Heymarket vs Slack
Side-by-side trajectory, velocity, and editorial themes.
Heymarket layers AI agents and routing on top of its business-messaging core.
Heymarket is a business-messaging platform expanding across channels (now RCS via Twilio) and into AI agents and workflow features like Escalations. The crawled feed mixes real feature announcements with how-to and thought-leadership content.
The product is moving from shared-inbox messaging toward AI-assisted, omnichannel operations — RCS, AI agents trained in-house, escalation routing, and structural tools like conversation tags and webhooks. The direction is a fuller customer-messaging operations layer.
Expect continued investment in AI agents and channel breadth (RCS, voice) on top of the shared-inbox foundation, likely with more routing and automation controls.
Slack is quietly rebuilding itself as a runtime for third-party agents.
Slack's developer platform has shifted its center of gravity from bots-that-reply to agents-that-act. The last month is dominated by agent primitives: apps can now receive the context a user is looking at, Slackbot can call external tools over MCP, and a dedicated agent messaging surface ships alongside steady CLI and Block Kit work.

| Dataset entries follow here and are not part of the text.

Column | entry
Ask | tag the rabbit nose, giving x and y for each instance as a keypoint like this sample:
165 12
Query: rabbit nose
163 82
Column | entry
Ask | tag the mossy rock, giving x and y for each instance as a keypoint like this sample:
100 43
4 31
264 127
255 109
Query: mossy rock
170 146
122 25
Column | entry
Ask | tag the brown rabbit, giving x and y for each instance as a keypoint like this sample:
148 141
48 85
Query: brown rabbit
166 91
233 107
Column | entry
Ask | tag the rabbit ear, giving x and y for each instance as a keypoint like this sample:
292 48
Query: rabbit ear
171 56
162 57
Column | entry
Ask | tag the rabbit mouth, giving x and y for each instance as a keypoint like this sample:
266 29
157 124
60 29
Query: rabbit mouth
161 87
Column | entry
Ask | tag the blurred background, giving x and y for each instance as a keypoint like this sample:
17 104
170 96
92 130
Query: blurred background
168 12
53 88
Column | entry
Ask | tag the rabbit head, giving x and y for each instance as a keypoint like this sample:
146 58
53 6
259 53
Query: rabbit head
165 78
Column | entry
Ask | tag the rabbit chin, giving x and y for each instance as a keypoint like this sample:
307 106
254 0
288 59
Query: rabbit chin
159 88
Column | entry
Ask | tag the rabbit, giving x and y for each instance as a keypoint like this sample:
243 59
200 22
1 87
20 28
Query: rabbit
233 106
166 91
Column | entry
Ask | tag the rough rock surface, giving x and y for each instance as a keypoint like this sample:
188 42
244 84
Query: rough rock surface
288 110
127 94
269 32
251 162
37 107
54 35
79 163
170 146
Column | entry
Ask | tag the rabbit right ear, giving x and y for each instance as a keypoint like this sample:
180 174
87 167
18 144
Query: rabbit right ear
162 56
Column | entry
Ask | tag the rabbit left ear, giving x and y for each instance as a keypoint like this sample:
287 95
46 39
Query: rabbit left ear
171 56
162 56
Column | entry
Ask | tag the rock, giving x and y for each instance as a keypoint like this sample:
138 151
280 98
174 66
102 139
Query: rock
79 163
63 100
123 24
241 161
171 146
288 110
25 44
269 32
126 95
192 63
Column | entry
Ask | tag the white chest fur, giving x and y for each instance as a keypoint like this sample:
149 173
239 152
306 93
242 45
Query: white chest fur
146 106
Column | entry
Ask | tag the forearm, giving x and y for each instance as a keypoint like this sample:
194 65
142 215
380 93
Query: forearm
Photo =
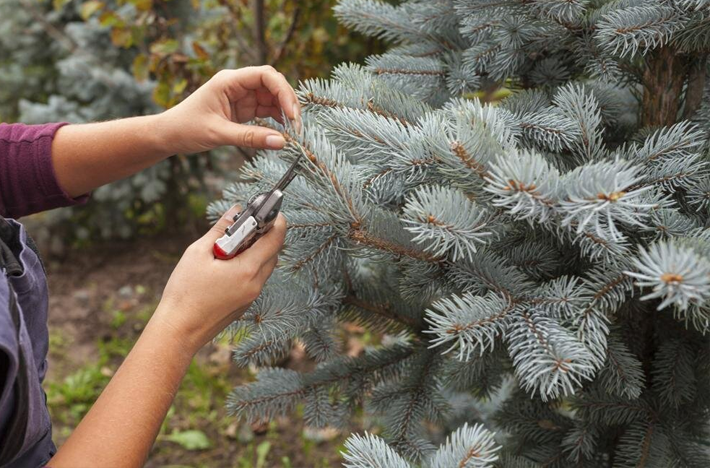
88 156
120 428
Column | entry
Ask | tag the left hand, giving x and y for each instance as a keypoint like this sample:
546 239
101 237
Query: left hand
215 114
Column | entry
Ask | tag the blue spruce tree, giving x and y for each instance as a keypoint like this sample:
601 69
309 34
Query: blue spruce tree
540 264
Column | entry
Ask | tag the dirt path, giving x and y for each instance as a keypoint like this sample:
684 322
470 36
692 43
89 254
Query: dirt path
100 299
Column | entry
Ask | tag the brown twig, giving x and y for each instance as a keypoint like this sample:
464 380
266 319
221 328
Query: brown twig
289 35
260 32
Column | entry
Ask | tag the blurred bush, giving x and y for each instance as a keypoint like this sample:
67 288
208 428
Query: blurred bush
91 60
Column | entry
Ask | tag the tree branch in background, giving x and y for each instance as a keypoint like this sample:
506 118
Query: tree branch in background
289 35
60 36
260 32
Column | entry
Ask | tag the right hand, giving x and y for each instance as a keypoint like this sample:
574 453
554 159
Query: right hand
204 295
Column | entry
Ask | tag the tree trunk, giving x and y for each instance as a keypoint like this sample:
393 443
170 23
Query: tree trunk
696 86
260 32
663 81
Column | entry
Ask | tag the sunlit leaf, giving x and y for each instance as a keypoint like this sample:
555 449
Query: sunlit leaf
88 9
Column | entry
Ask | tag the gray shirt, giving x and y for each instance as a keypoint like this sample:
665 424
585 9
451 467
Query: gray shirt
25 429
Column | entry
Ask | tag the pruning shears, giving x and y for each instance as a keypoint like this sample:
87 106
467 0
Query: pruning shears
258 217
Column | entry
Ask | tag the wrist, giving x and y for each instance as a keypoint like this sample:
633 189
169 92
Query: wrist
165 329
164 138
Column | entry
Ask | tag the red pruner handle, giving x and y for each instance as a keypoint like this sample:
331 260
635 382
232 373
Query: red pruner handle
220 254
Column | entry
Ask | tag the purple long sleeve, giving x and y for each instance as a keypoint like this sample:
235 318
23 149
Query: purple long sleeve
28 183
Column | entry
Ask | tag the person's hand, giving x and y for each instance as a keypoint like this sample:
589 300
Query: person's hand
204 295
214 115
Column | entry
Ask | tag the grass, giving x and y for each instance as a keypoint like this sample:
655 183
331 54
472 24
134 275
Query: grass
197 431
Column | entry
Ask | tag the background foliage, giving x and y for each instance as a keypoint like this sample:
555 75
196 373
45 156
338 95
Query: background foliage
90 60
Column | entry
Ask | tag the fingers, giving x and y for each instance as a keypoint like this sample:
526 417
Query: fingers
267 270
256 78
248 136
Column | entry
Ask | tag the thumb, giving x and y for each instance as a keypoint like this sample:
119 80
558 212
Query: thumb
221 225
250 136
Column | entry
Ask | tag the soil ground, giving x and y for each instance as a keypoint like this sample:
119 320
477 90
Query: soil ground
101 298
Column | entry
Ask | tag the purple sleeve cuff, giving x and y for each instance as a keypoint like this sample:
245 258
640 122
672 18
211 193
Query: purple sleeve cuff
28 182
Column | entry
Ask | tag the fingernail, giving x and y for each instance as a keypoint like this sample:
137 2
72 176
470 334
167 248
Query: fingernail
275 141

Each release fills in a piece of an agent platform — context in, tools out, and a native place for agents to converse. Block Kit is gaining richer primitives (containers, data visualization) that read as the display layer for agent output. Three CLI releases in a month show the tooling keeping pace with the expanding surface.
Expect the next moves to connect these pieces: agent context feeding MCP tool calls, and Block Kit's new blocks becoming the standard way agents render results in-channel.